A recent New York Times article took a fascinating look at an interesting Harvard employee, Martha Bonilla. She came into the country illegally, hiding under a pile of bananas in a truck. Now, Ms. Bonilla lives comfortably in a $350,000 home in a middle class neighborhood of Boston, with another home rented out to family. She takes vacations in Florida and pays $1700 a month for her daughter’s college education.
She is not a University administrator. A Google search reveals no LinkedIn profile with a laundry list of accomplishments, multiple graduate degrees nor shared articles about streamlining to create synergy in the higher education organizational policy. Nor does she teach, either, so she has no instructor page detailing years of highly paid research into the business equivalent of underwater basket weaving.
That’s because Bonilla has a food service job making sandwiches for executives taking extension courses at Harvard Business School. She makes more than $25 an hour, and with a part time job cooking at a dorm, she sometimes takes home more than $1,500 a week. The Times article duly noted that that’s more than the average salary of someone with a master’s degree.
The reason why? Since 2001, Harvard has experimented with letting workers from outside contractors receive the same pay and benefits they would get as direct Harvard employees. Unions, newly emboldened by the loss of college leverage that the threat of outside contracting carried, then bargained for better deals.
It’s really the opposite of what’s occured in the American economy, as a whole, and at our University.
Unions have continued their precipitous drop since the 1980s, with union membership now stalled at about half of what it was in 1983, even though union members make more than employees outside the shop, public or private. Unlike at Harvard, workers across the country have seen their power in the workplace sharply decline and with that, lower wages and less benefits.
Outsourcing, particularly at colleges and universities, has played a particularly strong role in preventing workers from making any significant gains.

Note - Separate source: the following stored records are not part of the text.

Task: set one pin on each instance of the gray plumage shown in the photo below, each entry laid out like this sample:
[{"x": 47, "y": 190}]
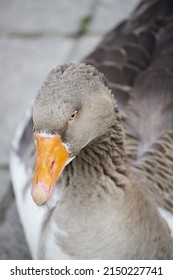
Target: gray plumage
[{"x": 122, "y": 138}]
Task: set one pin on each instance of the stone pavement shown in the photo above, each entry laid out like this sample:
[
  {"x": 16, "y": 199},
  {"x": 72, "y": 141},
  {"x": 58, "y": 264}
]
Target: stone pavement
[{"x": 35, "y": 36}]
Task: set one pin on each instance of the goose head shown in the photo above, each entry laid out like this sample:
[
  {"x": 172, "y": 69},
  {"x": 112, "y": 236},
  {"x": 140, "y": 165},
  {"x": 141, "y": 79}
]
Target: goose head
[{"x": 73, "y": 107}]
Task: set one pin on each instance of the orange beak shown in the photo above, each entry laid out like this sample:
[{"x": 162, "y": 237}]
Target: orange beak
[{"x": 51, "y": 158}]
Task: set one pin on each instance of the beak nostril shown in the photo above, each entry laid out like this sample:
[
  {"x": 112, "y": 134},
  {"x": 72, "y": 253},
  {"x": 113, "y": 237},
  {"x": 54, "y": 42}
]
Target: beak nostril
[{"x": 52, "y": 165}]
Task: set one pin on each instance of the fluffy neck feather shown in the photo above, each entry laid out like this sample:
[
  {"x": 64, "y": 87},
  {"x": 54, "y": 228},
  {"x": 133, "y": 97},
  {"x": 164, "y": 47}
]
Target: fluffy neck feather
[{"x": 102, "y": 211}]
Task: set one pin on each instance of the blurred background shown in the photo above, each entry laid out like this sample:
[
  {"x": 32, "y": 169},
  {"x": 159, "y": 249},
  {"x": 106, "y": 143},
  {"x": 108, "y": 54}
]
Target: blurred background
[{"x": 36, "y": 36}]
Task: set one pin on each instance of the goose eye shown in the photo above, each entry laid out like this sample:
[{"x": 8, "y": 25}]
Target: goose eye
[{"x": 73, "y": 116}]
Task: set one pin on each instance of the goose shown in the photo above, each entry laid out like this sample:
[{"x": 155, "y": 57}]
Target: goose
[{"x": 97, "y": 180}]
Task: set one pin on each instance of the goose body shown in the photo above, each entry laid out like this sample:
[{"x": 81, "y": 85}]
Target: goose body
[{"x": 114, "y": 198}]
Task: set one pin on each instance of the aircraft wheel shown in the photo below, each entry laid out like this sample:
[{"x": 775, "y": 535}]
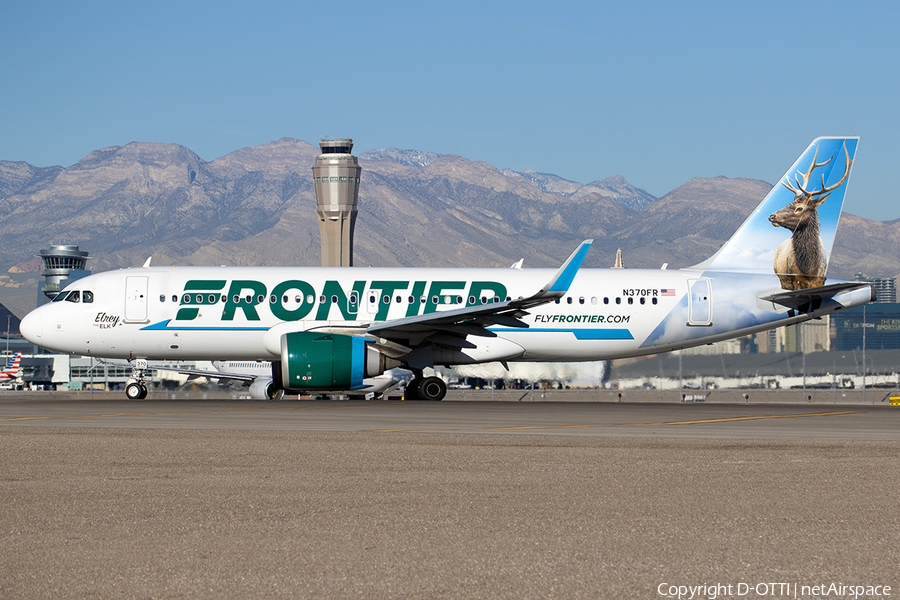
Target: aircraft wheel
[
  {"x": 135, "y": 391},
  {"x": 412, "y": 389},
  {"x": 432, "y": 388}
]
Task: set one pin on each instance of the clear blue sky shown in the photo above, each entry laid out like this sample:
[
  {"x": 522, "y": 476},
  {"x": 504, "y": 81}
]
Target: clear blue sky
[{"x": 658, "y": 92}]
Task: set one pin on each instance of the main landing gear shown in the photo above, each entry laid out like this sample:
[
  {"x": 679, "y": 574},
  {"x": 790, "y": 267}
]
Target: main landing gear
[
  {"x": 426, "y": 388},
  {"x": 137, "y": 389}
]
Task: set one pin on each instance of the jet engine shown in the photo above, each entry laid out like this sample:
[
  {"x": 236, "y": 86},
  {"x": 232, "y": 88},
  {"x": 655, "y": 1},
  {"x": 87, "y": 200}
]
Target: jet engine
[{"x": 328, "y": 361}]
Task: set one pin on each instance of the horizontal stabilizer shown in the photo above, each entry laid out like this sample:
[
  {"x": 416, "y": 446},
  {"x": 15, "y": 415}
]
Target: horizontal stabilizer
[{"x": 812, "y": 296}]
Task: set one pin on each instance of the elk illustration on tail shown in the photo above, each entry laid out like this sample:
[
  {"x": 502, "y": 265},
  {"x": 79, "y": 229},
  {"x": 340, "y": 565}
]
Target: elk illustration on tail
[{"x": 801, "y": 260}]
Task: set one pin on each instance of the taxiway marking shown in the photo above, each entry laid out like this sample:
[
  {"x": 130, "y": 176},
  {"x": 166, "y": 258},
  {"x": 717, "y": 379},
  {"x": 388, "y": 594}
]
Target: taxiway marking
[{"x": 699, "y": 421}]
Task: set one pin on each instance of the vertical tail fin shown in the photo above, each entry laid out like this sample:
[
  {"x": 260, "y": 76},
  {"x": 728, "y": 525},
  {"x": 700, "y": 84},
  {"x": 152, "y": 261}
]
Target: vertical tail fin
[{"x": 792, "y": 231}]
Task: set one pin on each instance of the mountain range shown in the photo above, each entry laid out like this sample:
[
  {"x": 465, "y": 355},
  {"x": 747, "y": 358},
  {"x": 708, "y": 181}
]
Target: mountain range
[{"x": 256, "y": 206}]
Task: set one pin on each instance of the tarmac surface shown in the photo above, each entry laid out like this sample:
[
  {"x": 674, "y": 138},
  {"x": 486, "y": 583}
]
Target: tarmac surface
[{"x": 109, "y": 498}]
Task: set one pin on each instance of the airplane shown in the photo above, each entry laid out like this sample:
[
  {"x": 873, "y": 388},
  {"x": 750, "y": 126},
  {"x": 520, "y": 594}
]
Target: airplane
[
  {"x": 258, "y": 375},
  {"x": 328, "y": 329},
  {"x": 12, "y": 369}
]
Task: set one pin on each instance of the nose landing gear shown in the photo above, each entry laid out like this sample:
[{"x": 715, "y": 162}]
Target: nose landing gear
[{"x": 137, "y": 390}]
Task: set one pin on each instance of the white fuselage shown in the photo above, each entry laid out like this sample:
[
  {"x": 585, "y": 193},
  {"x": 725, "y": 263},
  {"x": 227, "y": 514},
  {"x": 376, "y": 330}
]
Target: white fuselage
[{"x": 241, "y": 313}]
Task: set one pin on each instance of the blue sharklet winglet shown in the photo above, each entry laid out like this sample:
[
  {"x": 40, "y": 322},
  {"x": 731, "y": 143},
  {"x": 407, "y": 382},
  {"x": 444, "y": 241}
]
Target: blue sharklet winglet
[{"x": 559, "y": 285}]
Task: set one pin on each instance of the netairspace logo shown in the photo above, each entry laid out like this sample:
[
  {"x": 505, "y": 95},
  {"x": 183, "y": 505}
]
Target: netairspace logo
[{"x": 713, "y": 591}]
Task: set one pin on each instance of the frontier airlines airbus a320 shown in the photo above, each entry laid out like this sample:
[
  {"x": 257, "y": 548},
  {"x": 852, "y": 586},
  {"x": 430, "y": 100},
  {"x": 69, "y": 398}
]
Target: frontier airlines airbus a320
[{"x": 328, "y": 329}]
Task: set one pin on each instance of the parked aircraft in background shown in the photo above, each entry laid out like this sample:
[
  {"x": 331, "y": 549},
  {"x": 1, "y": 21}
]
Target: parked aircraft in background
[
  {"x": 12, "y": 369},
  {"x": 258, "y": 375},
  {"x": 325, "y": 329}
]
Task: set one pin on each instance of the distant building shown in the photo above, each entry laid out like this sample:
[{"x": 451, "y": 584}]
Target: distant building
[
  {"x": 880, "y": 321},
  {"x": 336, "y": 175},
  {"x": 885, "y": 287},
  {"x": 62, "y": 264}
]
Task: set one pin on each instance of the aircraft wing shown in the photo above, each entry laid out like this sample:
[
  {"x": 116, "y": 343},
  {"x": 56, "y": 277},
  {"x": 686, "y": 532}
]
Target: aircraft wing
[
  {"x": 812, "y": 296},
  {"x": 450, "y": 327}
]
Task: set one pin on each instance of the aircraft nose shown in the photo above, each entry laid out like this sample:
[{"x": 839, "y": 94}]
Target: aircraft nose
[{"x": 30, "y": 327}]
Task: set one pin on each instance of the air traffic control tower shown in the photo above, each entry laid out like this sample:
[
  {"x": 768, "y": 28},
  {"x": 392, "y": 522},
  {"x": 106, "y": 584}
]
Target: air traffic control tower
[{"x": 336, "y": 175}]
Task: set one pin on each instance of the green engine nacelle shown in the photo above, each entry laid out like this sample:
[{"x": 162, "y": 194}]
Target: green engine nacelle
[{"x": 327, "y": 361}]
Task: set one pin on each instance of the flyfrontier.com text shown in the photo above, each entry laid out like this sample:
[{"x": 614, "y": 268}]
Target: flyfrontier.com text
[{"x": 713, "y": 591}]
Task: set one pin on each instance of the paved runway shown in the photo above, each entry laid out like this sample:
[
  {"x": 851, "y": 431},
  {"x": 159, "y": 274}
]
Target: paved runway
[
  {"x": 211, "y": 499},
  {"x": 701, "y": 421}
]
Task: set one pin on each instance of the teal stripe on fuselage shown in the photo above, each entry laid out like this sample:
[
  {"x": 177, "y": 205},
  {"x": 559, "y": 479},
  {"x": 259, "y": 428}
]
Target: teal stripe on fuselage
[{"x": 580, "y": 334}]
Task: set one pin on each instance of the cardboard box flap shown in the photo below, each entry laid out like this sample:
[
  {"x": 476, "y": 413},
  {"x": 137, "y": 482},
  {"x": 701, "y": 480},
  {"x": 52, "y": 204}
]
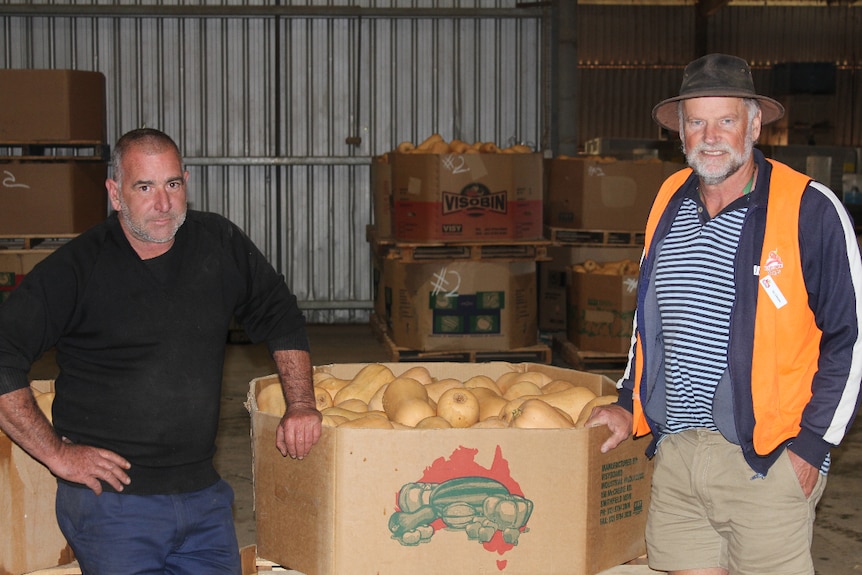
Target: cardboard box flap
[
  {"x": 597, "y": 383},
  {"x": 478, "y": 501}
]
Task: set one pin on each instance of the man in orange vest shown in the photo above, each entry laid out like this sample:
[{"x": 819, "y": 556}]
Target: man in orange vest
[{"x": 746, "y": 356}]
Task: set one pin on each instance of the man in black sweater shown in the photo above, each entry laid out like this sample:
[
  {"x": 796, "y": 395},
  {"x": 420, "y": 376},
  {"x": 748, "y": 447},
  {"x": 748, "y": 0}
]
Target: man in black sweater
[{"x": 138, "y": 309}]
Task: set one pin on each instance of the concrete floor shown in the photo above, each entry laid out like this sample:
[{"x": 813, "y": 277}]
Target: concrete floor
[{"x": 837, "y": 547}]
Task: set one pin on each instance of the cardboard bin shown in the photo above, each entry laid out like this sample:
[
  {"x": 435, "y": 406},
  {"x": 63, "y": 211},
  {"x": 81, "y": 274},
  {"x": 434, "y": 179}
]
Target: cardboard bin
[
  {"x": 381, "y": 192},
  {"x": 467, "y": 197},
  {"x": 600, "y": 311},
  {"x": 459, "y": 305},
  {"x": 51, "y": 197},
  {"x": 29, "y": 536},
  {"x": 469, "y": 491},
  {"x": 52, "y": 106},
  {"x": 554, "y": 278},
  {"x": 603, "y": 194}
]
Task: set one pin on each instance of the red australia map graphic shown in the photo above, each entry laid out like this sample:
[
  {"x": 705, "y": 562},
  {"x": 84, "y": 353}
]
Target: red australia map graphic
[{"x": 456, "y": 493}]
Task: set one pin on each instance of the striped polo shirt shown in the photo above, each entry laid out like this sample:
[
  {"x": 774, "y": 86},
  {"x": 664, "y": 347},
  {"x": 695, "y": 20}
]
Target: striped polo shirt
[{"x": 695, "y": 289}]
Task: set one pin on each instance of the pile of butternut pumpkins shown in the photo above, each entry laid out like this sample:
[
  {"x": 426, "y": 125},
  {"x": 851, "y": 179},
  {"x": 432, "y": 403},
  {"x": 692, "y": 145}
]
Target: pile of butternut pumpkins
[
  {"x": 435, "y": 144},
  {"x": 624, "y": 267},
  {"x": 376, "y": 398}
]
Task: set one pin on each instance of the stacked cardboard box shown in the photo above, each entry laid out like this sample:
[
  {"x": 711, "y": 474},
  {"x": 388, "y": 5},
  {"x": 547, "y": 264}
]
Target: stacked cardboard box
[
  {"x": 29, "y": 536},
  {"x": 595, "y": 210},
  {"x": 52, "y": 148},
  {"x": 456, "y": 239}
]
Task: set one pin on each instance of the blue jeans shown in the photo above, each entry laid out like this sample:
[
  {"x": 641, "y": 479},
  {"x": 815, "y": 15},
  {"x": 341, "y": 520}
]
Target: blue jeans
[{"x": 181, "y": 534}]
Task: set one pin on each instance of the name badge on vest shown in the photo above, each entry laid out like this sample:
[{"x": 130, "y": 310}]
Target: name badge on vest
[{"x": 773, "y": 291}]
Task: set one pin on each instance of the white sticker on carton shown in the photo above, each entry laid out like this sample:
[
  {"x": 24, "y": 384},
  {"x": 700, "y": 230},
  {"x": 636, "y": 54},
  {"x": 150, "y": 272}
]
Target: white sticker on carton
[
  {"x": 772, "y": 290},
  {"x": 414, "y": 186}
]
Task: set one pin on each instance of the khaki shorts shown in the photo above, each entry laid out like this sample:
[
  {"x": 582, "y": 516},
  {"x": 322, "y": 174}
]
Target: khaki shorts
[{"x": 708, "y": 510}]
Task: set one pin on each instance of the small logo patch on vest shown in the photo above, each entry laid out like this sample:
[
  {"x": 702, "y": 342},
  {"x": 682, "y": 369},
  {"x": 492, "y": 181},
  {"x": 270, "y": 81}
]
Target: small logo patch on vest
[{"x": 773, "y": 263}]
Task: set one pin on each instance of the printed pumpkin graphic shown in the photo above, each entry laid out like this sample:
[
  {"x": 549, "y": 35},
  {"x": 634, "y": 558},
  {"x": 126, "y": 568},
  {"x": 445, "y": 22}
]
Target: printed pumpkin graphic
[{"x": 458, "y": 494}]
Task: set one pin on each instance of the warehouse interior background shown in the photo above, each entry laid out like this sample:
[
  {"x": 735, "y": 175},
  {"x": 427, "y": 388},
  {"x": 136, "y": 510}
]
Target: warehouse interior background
[{"x": 280, "y": 106}]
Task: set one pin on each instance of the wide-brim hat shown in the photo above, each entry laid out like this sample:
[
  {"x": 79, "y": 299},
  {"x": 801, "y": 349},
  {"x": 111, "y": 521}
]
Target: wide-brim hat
[{"x": 715, "y": 75}]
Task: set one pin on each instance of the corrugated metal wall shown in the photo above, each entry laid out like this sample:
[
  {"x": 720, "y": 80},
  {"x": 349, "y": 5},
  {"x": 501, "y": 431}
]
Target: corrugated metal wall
[
  {"x": 279, "y": 106},
  {"x": 279, "y": 115},
  {"x": 631, "y": 57}
]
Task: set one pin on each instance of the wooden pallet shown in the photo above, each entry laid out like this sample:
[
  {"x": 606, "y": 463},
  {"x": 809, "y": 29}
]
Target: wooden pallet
[
  {"x": 413, "y": 252},
  {"x": 251, "y": 565},
  {"x": 588, "y": 360},
  {"x": 538, "y": 353},
  {"x": 77, "y": 150},
  {"x": 33, "y": 241},
  {"x": 567, "y": 236}
]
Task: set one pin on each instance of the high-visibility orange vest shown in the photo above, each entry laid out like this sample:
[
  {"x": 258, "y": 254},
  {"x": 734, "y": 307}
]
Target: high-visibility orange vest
[{"x": 786, "y": 336}]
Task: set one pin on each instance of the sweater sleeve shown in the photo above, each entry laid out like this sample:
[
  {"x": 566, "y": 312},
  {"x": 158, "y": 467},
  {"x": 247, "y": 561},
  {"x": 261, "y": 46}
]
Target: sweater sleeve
[
  {"x": 25, "y": 332},
  {"x": 268, "y": 311},
  {"x": 832, "y": 267}
]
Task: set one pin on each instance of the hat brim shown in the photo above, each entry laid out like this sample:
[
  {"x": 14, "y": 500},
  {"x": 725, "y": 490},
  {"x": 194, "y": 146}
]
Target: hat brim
[{"x": 666, "y": 112}]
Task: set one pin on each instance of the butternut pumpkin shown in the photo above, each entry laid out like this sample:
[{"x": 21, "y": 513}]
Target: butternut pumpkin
[
  {"x": 345, "y": 413},
  {"x": 439, "y": 387},
  {"x": 536, "y": 414},
  {"x": 537, "y": 377},
  {"x": 459, "y": 407},
  {"x": 557, "y": 385},
  {"x": 510, "y": 410},
  {"x": 572, "y": 401},
  {"x": 420, "y": 373},
  {"x": 369, "y": 421},
  {"x": 376, "y": 401},
  {"x": 356, "y": 405},
  {"x": 521, "y": 388},
  {"x": 506, "y": 380},
  {"x": 490, "y": 423},
  {"x": 411, "y": 411},
  {"x": 331, "y": 384},
  {"x": 588, "y": 408},
  {"x": 482, "y": 381},
  {"x": 365, "y": 384},
  {"x": 45, "y": 401},
  {"x": 333, "y": 420},
  {"x": 490, "y": 406},
  {"x": 434, "y": 422},
  {"x": 270, "y": 400},
  {"x": 401, "y": 389},
  {"x": 322, "y": 399}
]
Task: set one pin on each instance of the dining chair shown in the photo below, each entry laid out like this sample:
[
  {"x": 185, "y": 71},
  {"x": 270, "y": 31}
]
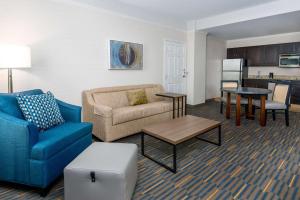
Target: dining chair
[
  {"x": 278, "y": 100},
  {"x": 230, "y": 84}
]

Jobs outsourced to outside contractors suck.
There is constant worker turnover because workers soon realize the jobs are locked to dead-end positions with low wages and no benefits. Outsourcing pays well for the outsourcer because, as numerous studies have shown, once jobs are outsourced they pay less in wages and skimp on the benefits that unions often fought hard for.
As unions continuing losing power and outsourcing grows in America, the University of Minnesota has become a staging ground in this fight and shown, disappointedly, that it is not up to, or anywhere near, Harvard’s task.
The University recently paid $500,000 successfully fighting unionization efforts by lecturers and has long outsourced its security and dining hall services — industries in which outsourcing has the strongest negative wage effects — to outside contractors.
The University does not have the small, country-sized endowment that Harvard uses to pay its workers handsomely, but it does have enough to not shortchange its workers and ensure living wages. It can spark the creation of the new middle class for Minneapolis and Minnesota. But it does not seem to take these steps.
As Sociologist Matthew Desmond recently wrote in a separate Times article, “… if we respect hard work, then we should reward it.” The University’s mission has lofty goals about serving the public and the citizens of Minnesota, but what better place to start helping then with its own employees? They are key to our learning environment, just as much as our professors and administrators — and certainly our athletic department. We should treat them as such.